Partnerships between colleges and employers have always benefited students. “Robust relationships between colleges and local industry partners are critical to building strong workforce development programs for students,” says the Brookings Institution [3]. These links bridge the gap between college administrators and employers, and they ensure students prosper in an ever-competitive labor market.

Why are Soft Skills So Important?

On many college programs, students learn academic theory and concepts related to their chosen discipline. However, a growing number of graduates leave higher education with no knowledge of soft skills — attributes that promote better interaction in the workplace. A lack of soft skills could be a deal breaker: 77 percent of employers believe that soft skills are just as important as hard skills when assessing prospective job candidates, while 16 percent said they were even more important [4]. Moreover, soft skills improve productivity and generate a 256 percent return on an investment [5].
What are the most popular soft skills? Seventy-three percent of employers seek graduates who have a strong work ethic, 73 percent value dependency, 72 percent want candidates with a positive attitude and 66 percent prefer self-motivated jobseekers [6] Industry-specific partnerships help students learn these qualities through online learning programs or in a classroom setting.

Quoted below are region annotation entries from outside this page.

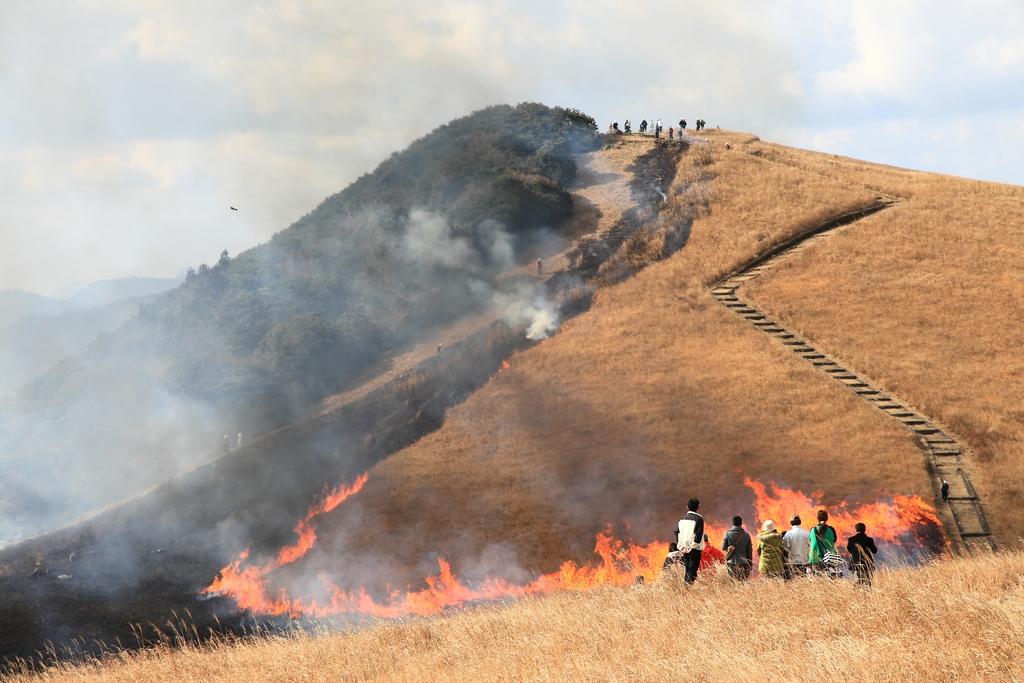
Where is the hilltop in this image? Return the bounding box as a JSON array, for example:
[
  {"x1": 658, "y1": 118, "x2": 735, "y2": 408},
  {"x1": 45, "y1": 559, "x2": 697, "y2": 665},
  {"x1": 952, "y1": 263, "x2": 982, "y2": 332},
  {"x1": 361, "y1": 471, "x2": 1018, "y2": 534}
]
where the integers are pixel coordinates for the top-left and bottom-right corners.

“The good news is that soft skills are learnable,” says Jan Bruce, writing for Forbes magazine [7]. “In fact, resilience training experts, who specialize in teaching and training in the soft skills, would go further to say they are foundational to creating strong employees, teams, leaders and organizations.”
Higher education institutions can achieve workplace readiness by offering soft skills training in their programs. Classes that include skills like creativity, communication and leadership give students a competitive advantage over their peers as they enter the workforce.

The national skills shortage is a huge concern for businesses in almost every industry. Eighty-seven percent of recent graduates say they are ready for the world of work after earning their diplomas, but only half of hiring managers think the same [8]. Industry-specific partnerships provide students with life-long skills they can transfer to the workplace. The result? More skilled, productive staff.